Mediatek Interview QA

1. Why are we not checking the hold before CTS?

Before CTS, clock is ideal that means exact skew is not there. All the clocks reaching the flops at the same time. So, we don’t have skew and transition numbers of the clock path, but this information is sufficient to perform setup analysis since setup violations depends on the data path delay. Clock is propagated only after CTS (actual clock tree is built, clock buffers are added & clock tree hierarchy, clock skew, insertion delay comes into picture) and that’s why hold violations are fixed only after CTS.

2. Can both Setup and Hold violations occur in same start and end points?

Yes, if they have different combo paths.

3. What is the derate value that can be used?

For setup check derate data path by 8% to 15%, no derate in the clock path.
For hold check derate clock path by 8% to 15%, no derate in the data path.

4. What are the corners you check for timing sign-off?
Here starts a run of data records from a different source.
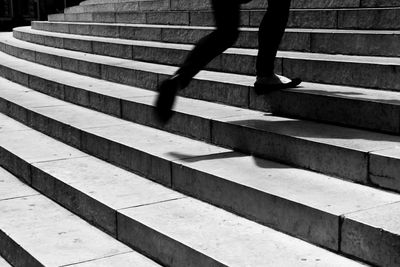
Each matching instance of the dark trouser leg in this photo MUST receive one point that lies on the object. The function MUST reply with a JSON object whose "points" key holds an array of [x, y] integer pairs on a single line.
{"points": [[227, 16], [270, 35]]}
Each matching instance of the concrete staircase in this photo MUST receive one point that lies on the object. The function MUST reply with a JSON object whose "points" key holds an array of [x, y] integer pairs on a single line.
{"points": [[301, 177]]}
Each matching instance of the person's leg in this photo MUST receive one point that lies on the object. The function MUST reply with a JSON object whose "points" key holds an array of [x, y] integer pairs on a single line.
{"points": [[270, 36], [227, 17]]}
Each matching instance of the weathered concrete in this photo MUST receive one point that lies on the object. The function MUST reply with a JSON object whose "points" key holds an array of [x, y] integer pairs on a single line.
{"points": [[385, 168], [3, 263], [373, 235], [129, 191], [29, 221], [244, 125], [222, 238], [352, 18]]}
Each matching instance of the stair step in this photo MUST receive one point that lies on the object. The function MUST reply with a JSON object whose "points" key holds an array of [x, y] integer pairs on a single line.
{"points": [[165, 158], [120, 7], [4, 263], [337, 104], [354, 18], [349, 42], [362, 71], [83, 186], [185, 4], [320, 144], [29, 219]]}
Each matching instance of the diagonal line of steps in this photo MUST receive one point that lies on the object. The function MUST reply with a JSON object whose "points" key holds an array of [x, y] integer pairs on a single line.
{"points": [[315, 203], [352, 42], [362, 19], [185, 4], [35, 231], [166, 226], [348, 153], [372, 72], [341, 105]]}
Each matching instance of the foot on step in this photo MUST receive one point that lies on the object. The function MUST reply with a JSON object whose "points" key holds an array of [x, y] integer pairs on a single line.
{"points": [[166, 98], [274, 82]]}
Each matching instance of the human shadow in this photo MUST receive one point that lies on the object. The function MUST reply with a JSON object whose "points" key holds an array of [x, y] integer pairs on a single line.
{"points": [[258, 161]]}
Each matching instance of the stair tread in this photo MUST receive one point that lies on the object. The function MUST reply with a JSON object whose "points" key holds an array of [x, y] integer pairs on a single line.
{"points": [[230, 239], [64, 238], [244, 51], [250, 29], [240, 51]]}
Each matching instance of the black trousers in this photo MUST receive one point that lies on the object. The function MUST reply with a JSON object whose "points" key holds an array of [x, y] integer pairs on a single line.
{"points": [[227, 19]]}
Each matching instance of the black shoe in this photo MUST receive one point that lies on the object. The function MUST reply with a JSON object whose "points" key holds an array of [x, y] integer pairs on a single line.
{"points": [[263, 88], [166, 98]]}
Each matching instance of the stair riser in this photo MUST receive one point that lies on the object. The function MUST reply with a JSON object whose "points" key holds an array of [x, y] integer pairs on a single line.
{"points": [[121, 7], [157, 245], [185, 5], [342, 111], [377, 19], [329, 43], [313, 70], [15, 254]]}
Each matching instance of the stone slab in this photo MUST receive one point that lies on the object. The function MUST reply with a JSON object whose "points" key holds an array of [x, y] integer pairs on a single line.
{"points": [[34, 220], [275, 194], [374, 235], [208, 236], [385, 168], [13, 188], [125, 259], [345, 137], [325, 148], [101, 189]]}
Is there any changes in the derate value for each corner?

Corners: Worst, Best, Typical.
Same derating value for best and worst. For typical it can be less.

5. Where do you get the WLM’s? Do you create WLM’s? How do you specify?

Wire Load Models (WLM) are available from the library vendors.
We dont create WLM.
WLMs can be specified depending on the area.

6. Where do you get the derating value? What are the factors that decide the derating factor?

Based on the guidelines and suggestions from the library vendor and previous design experience derating value is decided.
PVT variation is the factor that decides the derating factor.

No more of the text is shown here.